Stronger IP. Novel formulations discovered through systematic, model-guided exploration become proprietary knowledge. The platform helps find solutions that competitors relying on traditional methods would not discover.
The goal is not to replace experiments or scientists. It is to make every experiment more valuable and every scientist more effective. The platform handles the tedious work of tracking what has been tried, predicting what might work, and identifying where to look next. Scientists focus on deep, creative, and analytical work that requires human judgment.
FastFormulator's Approach
FastFormulator's platform is built to integrate directly into formulation workflows, providing the continuous learning loop described above without requiring years of foundational work.
The platform provides four foundational models that predict the physicochemical properties most critical to formulation performance:
- Virtual Viscometer: Predicts viscosity and full rheology flow curves across shear rates
- Virtual Stability Chamber: Predicts colloidal stability under specified conditions
- Virtual Tensiometer: Predicts surface tension behavior vs surfactant concentration
- Virtual Foam Analyzer: Predicts foam generation and longevity
- Other Properties: Work with us to build a custom model for a new key property of interest for your products.
These models are trained on real experimental data from systematically designed formulations.

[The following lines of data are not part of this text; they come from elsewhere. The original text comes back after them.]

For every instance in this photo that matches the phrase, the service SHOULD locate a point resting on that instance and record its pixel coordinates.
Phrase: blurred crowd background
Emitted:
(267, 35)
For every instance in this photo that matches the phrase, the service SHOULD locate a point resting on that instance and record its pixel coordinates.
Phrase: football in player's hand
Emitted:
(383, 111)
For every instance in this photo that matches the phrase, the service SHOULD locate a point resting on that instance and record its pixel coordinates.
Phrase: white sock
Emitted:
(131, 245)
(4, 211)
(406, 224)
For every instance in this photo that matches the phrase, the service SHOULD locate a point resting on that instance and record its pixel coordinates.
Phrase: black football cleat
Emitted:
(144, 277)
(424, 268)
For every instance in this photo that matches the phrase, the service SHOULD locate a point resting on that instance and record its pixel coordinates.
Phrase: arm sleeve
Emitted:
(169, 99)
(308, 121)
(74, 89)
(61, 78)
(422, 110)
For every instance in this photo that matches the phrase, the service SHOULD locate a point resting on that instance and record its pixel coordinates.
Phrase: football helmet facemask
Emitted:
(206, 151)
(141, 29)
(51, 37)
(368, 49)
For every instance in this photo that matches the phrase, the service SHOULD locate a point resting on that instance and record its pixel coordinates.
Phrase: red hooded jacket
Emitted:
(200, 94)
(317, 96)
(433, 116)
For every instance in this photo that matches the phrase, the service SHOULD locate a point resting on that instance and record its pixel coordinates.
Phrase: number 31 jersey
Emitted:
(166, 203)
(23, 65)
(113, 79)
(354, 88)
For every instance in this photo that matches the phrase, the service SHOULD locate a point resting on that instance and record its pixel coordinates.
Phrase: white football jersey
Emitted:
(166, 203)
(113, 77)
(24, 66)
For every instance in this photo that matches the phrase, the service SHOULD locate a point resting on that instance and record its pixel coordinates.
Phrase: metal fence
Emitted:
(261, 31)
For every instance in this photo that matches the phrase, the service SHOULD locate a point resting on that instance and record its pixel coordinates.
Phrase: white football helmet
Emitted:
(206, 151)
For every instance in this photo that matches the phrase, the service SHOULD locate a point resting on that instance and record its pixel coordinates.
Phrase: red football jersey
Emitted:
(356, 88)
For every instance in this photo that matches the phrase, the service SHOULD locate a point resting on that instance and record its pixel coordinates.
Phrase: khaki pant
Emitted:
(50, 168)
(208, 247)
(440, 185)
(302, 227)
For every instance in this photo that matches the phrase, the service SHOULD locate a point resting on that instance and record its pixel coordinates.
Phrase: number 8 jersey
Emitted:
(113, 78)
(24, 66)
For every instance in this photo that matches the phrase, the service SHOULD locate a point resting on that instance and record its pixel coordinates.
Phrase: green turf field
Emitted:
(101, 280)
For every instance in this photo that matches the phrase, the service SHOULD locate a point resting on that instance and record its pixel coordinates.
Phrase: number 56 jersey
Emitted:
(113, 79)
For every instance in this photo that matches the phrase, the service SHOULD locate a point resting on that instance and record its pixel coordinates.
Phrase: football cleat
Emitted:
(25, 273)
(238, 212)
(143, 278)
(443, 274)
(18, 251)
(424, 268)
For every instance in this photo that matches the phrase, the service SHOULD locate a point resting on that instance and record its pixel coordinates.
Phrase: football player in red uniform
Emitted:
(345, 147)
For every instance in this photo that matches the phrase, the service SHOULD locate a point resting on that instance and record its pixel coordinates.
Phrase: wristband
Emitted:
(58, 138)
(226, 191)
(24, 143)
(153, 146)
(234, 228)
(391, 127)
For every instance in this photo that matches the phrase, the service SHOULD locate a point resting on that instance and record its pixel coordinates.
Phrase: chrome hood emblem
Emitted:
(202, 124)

The extensive DOE-based pretraining means companies do not start from zero. From day one, the platform provides predictions grounded in thousands of prior formulation experiments.
The platform learns from your data without compromising data security. Proprietary customer data is siloed and never shared or used to train models that other customers access. Customer-specific models improve with every experiment uploaded, requiring less and less new data as understanding builds.
The result is a chemical intelligence platform that understands your formulation space and grows with your organization. It captures institutional knowledge in a form that persists, can be queried, and improves over time. It enables the continuous learning workflow that traditional approaches cannot achieve.
Takeaways
Traditional formulation workflows generate data but rarely learn from it systematically. Data sits in files, knowledge lives in individual heads, and each project largely starts fresh.
Deep learning platforms change this by becoming an integral part of the workflow cycle. The seven-stage workflow, from defining targets through designing experiments, running tests, uploading data, learning, predicting, and deciding, creates a continuous loop where every experiment contributes to an expanding foundation of insight.
As this loop continues, less data is needed to extend predictions into new regions of formulation space. The model learns transferable patterns that make future work more efficient.
Building this capability from scratch requires years of systematic data generation and specialized expertise in both formulation science and machine learning. FastFormulator provides foundational models that have already undergone this buildup, allowing companies to enter the loop with a head start rather than starting from zero.
The platform does not replace scientists or experiments. It makes both more effective by handling the pattern recognition and prediction work that computers do well, freeing formulators to focus on the creative and analytical work that requires human expertise.
References
- Holmberg, K. et al. Surfactants and Polymers in Aqueous Solution (2nd ed.). Wiley.
- Tadros, T.F. Applied Surfactants: Principles and Applications. Wiley-VCH.
- Montgomery, D.C. Design and Analysis of Experiments (10th ed.). Wiley.
- Cornell, J.A. Experiments with Mixtures: Designs, Models, and the Analysis of Mixture Data (3rd ed.). Wiley.
- Schramm, L.L. Emulsions, Foams, and Suspensions: Fundamentals and Applications. Wiley-VCH.
- Keith, J.A. et al. Combining Machine Learning and Computational Chemistry for Predictive Insights Into Chemical Systems. Chemical Reviews, 121, 9816-9872 (2021).
- Butler, K.T. et al. Machine Learning for Molecular and Materials Science. Nature, 559, 547-555 (2018).